Thursday, 28 September 2017

Scoring for music

Introduction

In posts about LWS to date there has been a bias towards vision and it might be thought that being built on vision, LWS will not be much use at other modalities, such as taste, touch, smell and sound.

Here we try to tip the balance the other way a bit, to do something with sound. With the big difference that sound is expressed in time while vision is expressed in (more or less two dimensional) space.

Furthermore, our frames of consciousness have hitherto been rather static, rather like the frames of a cinema film, and assembled by the compiler for host consumption one after the other. But if we have it that a frame lasts for the order of a second, we are going to have to update frames as we go along, as we do not think that our subjective experience of sound can be more than a few tens of milliseconds behind the real action, if for no other reason than it would be very hard for musicians in a chamber group, who do not have the advantage of visual cues from a conductor, to keep time with each other otherwise.

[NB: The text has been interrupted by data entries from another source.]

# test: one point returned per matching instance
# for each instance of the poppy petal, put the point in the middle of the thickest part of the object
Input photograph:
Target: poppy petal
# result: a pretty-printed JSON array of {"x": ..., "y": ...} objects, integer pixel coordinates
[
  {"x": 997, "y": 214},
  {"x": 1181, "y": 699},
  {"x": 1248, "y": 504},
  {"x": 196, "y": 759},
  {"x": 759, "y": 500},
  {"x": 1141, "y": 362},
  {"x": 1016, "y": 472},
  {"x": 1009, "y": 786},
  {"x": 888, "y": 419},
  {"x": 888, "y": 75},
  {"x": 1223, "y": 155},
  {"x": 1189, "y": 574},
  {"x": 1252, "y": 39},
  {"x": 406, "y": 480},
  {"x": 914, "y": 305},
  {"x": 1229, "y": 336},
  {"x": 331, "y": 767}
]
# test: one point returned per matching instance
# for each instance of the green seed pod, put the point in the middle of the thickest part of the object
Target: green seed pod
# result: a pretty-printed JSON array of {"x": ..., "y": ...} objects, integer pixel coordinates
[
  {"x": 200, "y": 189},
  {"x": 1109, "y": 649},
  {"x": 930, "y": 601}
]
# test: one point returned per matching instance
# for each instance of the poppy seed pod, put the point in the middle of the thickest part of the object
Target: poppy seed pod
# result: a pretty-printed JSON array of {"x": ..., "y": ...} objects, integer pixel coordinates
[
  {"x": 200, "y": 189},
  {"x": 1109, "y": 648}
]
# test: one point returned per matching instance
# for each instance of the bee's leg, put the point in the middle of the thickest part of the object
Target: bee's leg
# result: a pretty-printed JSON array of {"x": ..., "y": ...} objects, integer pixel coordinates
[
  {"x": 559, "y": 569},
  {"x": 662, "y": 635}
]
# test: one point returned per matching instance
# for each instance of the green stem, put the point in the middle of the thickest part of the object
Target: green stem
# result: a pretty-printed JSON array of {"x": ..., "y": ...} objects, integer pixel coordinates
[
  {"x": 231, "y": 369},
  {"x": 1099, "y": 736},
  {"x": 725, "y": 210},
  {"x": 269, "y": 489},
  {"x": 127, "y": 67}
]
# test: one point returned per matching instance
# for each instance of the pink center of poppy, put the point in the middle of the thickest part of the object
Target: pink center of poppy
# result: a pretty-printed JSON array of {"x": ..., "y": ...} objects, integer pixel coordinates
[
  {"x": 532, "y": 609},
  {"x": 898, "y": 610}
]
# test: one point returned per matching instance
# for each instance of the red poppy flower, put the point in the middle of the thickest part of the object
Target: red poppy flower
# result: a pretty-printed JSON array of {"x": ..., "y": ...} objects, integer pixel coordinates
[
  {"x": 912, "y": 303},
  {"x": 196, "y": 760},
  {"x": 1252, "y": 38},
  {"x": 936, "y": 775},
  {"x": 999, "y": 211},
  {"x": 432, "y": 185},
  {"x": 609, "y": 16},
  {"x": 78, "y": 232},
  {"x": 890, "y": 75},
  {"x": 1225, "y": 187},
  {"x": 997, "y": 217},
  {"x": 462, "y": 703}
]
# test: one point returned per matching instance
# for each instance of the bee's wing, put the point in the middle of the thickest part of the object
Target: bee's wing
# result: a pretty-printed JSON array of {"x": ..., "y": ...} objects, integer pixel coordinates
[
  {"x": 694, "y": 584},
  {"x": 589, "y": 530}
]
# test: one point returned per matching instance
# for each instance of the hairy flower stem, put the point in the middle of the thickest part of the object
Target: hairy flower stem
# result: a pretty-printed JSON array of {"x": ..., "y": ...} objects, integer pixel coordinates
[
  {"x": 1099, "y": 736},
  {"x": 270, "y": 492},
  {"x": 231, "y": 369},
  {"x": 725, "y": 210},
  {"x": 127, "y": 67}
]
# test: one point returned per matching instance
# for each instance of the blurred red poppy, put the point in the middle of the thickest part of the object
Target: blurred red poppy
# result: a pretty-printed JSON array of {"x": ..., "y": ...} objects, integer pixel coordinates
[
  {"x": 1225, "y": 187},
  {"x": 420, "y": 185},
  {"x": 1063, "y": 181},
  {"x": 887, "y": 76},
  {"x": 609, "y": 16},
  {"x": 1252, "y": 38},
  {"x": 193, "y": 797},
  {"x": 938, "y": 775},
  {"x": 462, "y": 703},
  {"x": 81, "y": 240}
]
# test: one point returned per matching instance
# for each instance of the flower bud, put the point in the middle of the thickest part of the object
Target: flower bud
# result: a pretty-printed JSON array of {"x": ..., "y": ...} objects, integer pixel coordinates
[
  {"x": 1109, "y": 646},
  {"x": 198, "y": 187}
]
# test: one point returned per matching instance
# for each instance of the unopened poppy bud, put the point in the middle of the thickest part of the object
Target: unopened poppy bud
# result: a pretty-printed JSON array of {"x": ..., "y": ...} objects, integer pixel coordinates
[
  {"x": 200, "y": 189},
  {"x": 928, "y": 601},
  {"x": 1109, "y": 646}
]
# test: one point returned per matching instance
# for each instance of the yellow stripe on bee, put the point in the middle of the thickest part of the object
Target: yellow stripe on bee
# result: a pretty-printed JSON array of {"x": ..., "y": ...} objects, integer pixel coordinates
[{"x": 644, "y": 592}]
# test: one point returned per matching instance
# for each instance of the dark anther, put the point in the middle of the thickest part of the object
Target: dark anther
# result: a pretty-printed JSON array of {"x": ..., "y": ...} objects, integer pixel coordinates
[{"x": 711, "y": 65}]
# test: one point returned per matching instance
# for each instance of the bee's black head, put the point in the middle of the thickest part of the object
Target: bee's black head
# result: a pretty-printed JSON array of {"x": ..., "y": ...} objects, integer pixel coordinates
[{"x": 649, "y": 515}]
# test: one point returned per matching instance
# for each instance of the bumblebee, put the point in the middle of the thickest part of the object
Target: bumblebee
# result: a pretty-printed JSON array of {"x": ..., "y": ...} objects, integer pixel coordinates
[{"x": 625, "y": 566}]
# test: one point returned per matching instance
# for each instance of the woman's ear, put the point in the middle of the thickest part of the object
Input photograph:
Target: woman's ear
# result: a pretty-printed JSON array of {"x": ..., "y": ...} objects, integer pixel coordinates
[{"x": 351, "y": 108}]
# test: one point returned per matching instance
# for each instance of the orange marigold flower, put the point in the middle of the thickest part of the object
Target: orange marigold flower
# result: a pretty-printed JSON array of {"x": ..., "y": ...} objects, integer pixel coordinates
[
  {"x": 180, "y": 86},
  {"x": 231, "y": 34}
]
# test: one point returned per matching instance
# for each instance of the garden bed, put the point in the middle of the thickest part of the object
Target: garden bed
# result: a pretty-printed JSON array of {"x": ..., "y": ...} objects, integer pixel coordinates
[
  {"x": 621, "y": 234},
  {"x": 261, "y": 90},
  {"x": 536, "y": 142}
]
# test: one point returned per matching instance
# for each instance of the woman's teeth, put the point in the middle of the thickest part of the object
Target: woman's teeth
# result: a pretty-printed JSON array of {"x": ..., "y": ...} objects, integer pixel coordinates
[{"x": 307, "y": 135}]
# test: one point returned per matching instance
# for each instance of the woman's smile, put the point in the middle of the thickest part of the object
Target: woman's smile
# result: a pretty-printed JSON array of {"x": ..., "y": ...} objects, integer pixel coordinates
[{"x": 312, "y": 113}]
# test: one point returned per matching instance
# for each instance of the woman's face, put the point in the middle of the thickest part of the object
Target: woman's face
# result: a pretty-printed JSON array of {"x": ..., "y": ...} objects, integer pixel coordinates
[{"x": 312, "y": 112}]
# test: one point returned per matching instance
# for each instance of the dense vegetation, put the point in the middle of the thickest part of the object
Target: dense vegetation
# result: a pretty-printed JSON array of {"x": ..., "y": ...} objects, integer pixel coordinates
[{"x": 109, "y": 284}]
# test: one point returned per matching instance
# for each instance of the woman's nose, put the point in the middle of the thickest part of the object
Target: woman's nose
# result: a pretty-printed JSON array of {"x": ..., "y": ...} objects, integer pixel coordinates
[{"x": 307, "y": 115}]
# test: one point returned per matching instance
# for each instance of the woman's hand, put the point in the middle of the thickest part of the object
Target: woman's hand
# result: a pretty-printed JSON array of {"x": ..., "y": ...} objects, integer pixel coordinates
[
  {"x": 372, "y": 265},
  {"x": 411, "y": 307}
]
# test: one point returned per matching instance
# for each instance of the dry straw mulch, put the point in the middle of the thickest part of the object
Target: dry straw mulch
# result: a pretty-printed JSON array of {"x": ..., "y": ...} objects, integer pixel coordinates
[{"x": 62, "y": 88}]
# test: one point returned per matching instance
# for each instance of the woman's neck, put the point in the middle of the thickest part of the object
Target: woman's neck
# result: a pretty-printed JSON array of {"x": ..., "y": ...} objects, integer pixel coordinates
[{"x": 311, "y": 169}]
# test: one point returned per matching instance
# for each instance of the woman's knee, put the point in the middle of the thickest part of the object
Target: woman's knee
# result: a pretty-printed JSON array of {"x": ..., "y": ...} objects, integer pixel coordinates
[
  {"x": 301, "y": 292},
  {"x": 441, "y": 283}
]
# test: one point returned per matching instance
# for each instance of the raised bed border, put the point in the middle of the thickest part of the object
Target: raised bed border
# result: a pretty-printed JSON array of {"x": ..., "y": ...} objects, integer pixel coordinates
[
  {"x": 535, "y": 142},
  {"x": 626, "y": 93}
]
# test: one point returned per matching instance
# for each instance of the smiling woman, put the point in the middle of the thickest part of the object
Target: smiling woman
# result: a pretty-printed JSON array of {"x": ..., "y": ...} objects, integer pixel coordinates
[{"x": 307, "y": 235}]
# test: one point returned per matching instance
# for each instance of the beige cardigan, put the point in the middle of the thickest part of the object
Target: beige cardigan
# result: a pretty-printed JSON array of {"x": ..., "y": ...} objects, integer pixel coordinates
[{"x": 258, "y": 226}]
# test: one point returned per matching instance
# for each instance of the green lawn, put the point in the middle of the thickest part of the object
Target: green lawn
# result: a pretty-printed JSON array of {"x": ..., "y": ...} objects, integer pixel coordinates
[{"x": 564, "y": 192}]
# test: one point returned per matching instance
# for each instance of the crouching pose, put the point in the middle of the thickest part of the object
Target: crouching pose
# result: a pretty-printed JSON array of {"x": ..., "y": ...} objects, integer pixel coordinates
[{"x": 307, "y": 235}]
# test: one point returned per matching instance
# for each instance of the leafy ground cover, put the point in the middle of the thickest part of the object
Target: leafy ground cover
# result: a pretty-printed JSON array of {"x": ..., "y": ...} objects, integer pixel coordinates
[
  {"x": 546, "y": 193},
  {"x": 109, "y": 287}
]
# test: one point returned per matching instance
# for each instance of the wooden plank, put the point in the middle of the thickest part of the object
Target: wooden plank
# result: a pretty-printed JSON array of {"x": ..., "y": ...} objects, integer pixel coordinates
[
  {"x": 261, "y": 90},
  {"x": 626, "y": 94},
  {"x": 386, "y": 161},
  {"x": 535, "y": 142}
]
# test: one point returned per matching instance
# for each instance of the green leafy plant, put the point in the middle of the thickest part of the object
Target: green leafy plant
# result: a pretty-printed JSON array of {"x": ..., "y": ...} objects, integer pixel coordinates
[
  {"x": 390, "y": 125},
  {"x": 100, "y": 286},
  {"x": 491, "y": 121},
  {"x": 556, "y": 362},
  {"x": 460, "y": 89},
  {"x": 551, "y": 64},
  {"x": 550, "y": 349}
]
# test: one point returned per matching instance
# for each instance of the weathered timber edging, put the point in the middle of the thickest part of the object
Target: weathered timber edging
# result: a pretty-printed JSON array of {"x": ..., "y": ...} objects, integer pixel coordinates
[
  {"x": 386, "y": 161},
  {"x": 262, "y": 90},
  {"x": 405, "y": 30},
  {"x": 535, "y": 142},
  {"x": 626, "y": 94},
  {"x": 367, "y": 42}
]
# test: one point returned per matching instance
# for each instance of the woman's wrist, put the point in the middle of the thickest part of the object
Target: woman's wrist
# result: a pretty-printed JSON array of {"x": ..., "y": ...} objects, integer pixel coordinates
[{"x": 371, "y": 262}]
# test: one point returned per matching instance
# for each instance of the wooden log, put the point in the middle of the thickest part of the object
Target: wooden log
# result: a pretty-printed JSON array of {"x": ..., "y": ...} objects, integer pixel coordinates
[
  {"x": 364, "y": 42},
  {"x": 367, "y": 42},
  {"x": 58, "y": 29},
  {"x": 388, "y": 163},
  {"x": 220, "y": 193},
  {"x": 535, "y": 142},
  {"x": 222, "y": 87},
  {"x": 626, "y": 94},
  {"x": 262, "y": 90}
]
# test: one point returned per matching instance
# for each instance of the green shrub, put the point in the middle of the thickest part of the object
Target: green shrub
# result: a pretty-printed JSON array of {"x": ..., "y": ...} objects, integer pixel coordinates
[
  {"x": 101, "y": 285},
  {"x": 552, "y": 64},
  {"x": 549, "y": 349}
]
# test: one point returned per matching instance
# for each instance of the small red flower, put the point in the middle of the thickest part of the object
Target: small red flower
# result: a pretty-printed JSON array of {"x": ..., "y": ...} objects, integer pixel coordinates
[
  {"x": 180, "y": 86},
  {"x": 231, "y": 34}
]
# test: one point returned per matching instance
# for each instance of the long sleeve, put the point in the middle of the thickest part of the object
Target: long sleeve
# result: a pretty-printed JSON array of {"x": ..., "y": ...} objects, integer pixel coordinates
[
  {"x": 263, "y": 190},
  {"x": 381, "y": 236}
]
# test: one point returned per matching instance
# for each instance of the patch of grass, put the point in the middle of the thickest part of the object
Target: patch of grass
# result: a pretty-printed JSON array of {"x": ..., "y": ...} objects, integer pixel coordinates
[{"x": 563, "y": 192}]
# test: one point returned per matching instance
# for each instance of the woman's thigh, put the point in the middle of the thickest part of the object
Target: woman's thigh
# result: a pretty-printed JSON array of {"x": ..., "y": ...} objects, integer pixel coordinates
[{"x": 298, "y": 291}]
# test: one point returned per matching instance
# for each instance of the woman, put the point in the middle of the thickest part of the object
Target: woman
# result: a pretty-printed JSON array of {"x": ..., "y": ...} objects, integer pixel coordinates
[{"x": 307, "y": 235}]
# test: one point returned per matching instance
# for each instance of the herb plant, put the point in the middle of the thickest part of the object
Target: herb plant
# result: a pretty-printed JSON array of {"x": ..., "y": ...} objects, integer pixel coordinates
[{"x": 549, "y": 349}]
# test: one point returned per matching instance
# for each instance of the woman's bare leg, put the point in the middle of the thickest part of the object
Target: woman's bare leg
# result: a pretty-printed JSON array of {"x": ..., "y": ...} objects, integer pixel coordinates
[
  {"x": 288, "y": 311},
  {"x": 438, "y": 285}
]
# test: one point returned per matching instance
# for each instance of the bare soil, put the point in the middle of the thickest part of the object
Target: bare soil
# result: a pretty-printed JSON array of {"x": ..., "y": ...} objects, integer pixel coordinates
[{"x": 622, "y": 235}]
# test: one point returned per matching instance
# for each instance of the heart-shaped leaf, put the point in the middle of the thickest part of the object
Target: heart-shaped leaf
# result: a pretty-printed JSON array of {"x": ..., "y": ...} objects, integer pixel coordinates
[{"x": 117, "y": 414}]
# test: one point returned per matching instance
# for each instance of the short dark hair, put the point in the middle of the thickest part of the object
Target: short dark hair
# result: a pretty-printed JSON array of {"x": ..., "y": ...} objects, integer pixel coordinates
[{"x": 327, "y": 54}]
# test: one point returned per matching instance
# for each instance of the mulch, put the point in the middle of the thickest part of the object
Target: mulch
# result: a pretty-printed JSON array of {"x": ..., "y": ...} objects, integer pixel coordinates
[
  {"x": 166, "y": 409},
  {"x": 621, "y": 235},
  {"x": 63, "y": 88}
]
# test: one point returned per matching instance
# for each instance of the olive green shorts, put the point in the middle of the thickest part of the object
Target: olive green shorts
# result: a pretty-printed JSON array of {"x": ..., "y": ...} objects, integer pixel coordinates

We shall be saying something about this frame update below.

We notice three sorts of sound: western classical music, speech and other. In what follows we are mainly concerned with the first of these.

In the past, for example at reference 1, we have talked of threads, sometimes corresponding to the staves of a musical score. But threads have been rather lost of late, vaguely subsumed into layers.

We talked at reference 5 of doing colour using three texture nets string across the one region, corresponding roughly to the RGB setup in Microsoft Office on computers, which gives colour as the weighted sum of red, green and blue, with the weights taking integer values in the range [0, 255].

While sound has a frequency distribution, with any particular frequency having frequency and amplitude, both non negative reals, which is a rather different problem.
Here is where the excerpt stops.